Wednesday, February 12, 2020

Review of "Collision Course"

Mainly because they have called four different cities home, the current Sacramento Kings franchise have a colorful history.  The 26 years they called Cincinnati home and were known as the Royals is the subject of this book.  Here is my review of "Collision Course"

“Collision Course: The Basketball Lived of Bob Cousy, Oscar Robertson and the Fall of the Cincinnati Royals" by William Cook

Basketball, professional, Royals, business, history

Publish date:
November 5, 2019

335 pages

Rating: to
3 of 5 stars (okay)

The NBA franchise known today as the Sacramento Kings has a very rich and colorful history.  Some of the most interesting time for the franchise came during the years 1957-1973 when the team was based in Cincinnati and known as the Royals, keeping the name it had when moving from Rochester, New York in 1957.  That portion of the team history, which includes two of the biggest names in basketball history, is told in this book by William Cook.

While the book is supposed to be about the Royals and how those two individuals, Bob Cousy and Oscar Robertson, the book covers so much more. Especially when giving the background information on both of the Hall of Fame players.  There is so much written about Cousy's time with the Celtics, I almost forgot that the book was supposed to be about the Cincinnati Royals.  Cook also spends significant space in the book on other related but not necessary information on the history of the league before the Royals moved to the Queen City, the college basketball gambling scandals of the 1950's and the history of the shot clock in the NBA.  All interesting topics and at times, he ties in important Royals figures but all in all, I felt there was a lot of sidetracking from the team.  There are also some editing issues with the final Kindle edition that I read.

Which is a shame, because when the Royals are the main subject, it makes for good, informational reading and how they were really bought just to make sure that the main business of the Jacob brothers, concessions, will still be thriving in another market with more dates.  Cook, through his writing, makes it clear that the Jacobs don't understand the business of running a sports team as well as concessions, as despite having terrific talent such as Robertson and Jerry Lucas.

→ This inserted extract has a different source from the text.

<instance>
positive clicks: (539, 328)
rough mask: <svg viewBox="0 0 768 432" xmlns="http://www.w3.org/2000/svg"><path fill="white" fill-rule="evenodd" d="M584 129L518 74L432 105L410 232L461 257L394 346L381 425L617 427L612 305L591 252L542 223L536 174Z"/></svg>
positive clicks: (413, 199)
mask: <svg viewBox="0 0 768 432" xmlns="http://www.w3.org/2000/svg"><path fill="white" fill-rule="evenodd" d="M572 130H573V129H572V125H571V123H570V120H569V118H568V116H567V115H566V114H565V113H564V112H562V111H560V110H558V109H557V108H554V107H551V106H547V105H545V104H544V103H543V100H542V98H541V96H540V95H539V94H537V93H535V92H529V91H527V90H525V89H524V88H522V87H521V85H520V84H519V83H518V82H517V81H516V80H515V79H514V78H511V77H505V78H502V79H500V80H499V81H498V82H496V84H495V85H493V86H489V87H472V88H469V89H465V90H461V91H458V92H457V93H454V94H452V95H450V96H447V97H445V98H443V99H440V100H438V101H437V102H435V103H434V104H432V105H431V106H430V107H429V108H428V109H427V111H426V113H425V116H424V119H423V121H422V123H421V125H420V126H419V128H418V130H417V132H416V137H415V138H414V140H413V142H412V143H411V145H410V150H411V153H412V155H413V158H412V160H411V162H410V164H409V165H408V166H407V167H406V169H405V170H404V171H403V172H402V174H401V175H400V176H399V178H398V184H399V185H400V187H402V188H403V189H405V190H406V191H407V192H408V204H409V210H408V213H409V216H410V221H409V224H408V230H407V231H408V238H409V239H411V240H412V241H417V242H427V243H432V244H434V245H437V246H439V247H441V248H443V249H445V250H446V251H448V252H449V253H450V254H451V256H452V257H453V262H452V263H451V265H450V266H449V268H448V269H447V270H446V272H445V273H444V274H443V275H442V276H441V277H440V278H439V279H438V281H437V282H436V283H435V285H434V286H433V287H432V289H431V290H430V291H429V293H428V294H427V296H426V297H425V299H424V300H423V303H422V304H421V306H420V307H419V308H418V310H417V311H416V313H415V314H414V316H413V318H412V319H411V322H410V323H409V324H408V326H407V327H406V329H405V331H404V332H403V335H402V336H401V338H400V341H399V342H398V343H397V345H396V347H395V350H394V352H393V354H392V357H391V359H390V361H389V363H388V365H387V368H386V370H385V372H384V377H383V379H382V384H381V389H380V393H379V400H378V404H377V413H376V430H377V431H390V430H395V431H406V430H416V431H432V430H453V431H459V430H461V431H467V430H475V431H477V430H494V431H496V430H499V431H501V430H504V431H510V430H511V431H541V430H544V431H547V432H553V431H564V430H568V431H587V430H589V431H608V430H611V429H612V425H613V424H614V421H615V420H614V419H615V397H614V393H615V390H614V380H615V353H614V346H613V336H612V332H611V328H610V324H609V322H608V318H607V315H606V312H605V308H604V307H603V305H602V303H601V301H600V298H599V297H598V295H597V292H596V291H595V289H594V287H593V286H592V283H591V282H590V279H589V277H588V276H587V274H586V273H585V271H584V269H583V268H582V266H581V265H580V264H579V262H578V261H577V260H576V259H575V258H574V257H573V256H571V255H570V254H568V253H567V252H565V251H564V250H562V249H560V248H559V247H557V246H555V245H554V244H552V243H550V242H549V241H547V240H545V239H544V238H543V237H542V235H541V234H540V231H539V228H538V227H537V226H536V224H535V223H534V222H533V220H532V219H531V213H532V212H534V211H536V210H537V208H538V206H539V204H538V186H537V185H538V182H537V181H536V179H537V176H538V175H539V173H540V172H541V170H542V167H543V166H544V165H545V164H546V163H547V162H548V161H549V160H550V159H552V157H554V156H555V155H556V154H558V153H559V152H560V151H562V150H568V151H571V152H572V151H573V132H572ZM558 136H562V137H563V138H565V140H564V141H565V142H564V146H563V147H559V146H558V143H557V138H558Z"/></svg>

There were a few seasons when the Royals made a good playoff run, but when those ended and the team started having trouble winning and attracting fans, the team decided to lure Cousy from his college coaching job at Boston College and coach the Royals.  Here, this is where the title of the book starts and Cook does a nice job of capturing the mood of the team, Cousy and the players whom he eventually trades away because he feels that their style of play are not compatible with what he wants.  This leads the team to trade away Lucas and Robertson, whose feeling about the franchise, the city of Cincinnati (where he also played college ball) and Cousy are spilled.  This was too much to overcome and in 1973, the franchise relocated once again to Kansas City.  It should be noted that in both Cincinnati and in Kansas City, the team was considered "regional' and played home games at multiple sites, which in the end was not helpful for attendance or for fans to call the team "local."  

This is a book loaded with useful and entertaining information about a nomadic franchise that has promise, but in the end, it is just an okay read.